As I said before, Spring Security has built-in protection for CSRF attacks. So you need not do anything for your form posts. However, you need to add CSRF header before sending any AJAX request.
For this example:
- Delete the line that disables csrf in the SecurityConfig class of the actual application.
- Change the account.html file in the actual application from:
<form action="/account/transfer" method="post">
<input type="submit" value="Transfer Money">
</form>
to
<form th:action="@{/account/transfer}" method="post">
<input type="submit" value="Transfer Money">
</form>
Now, restart your applications and execute the same test scenario again. You will be able to use your actual application successfully but this time you will get an error when you click on the Tricky button.

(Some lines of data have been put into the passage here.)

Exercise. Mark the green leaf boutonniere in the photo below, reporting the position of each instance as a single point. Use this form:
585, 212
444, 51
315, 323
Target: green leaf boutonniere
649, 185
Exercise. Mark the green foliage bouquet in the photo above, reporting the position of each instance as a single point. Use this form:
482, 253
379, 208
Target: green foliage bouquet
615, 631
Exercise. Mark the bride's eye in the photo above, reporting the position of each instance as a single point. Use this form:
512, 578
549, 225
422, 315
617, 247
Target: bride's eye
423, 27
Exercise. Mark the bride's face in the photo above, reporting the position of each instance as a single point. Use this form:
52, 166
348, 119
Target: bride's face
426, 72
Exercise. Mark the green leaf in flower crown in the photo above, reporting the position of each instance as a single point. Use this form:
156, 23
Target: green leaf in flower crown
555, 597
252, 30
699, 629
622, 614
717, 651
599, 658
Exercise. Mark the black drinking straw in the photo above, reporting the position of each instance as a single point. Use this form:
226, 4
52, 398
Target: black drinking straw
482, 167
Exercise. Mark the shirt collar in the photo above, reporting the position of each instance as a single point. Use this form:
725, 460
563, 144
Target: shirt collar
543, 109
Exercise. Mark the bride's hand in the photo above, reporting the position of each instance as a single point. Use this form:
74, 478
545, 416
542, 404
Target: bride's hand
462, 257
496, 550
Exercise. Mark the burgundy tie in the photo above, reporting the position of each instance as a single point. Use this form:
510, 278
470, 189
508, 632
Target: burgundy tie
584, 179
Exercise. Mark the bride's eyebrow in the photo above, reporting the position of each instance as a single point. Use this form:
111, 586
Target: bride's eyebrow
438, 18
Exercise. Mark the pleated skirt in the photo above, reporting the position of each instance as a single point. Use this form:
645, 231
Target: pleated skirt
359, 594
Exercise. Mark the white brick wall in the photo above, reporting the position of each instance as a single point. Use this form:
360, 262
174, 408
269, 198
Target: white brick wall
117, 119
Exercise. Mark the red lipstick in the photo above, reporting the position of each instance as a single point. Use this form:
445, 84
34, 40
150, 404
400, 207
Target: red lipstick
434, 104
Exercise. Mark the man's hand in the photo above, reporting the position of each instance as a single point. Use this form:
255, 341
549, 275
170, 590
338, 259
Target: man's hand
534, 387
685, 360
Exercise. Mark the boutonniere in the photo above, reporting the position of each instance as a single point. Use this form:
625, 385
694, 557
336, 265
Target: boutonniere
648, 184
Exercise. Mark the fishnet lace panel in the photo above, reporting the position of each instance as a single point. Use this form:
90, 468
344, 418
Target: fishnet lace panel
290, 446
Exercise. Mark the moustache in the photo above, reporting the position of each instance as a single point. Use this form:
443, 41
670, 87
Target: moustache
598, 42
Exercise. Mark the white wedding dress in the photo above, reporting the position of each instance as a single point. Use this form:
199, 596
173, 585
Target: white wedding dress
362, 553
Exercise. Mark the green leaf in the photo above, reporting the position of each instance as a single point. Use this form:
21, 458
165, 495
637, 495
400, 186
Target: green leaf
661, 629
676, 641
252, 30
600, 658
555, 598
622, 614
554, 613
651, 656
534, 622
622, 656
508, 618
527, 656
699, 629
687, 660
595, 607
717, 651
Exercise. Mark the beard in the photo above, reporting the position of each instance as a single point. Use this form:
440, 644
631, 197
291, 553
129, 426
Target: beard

Open your actual application and inspect the account.html in the browser. You should see a hidden element like below inside your <form> element:
<input type="hidden" name="_csrf" value="c621d314-e95f-4955-b4cb-355a00bc4464">
Definitely, we didn't put any HTML code like this into our account.html. This is done during the server side rendering operation. There is no way, that the attacker app can know this UUID and can make a successful request to the actual application. Therefore, you are now protected against CSRF attacks.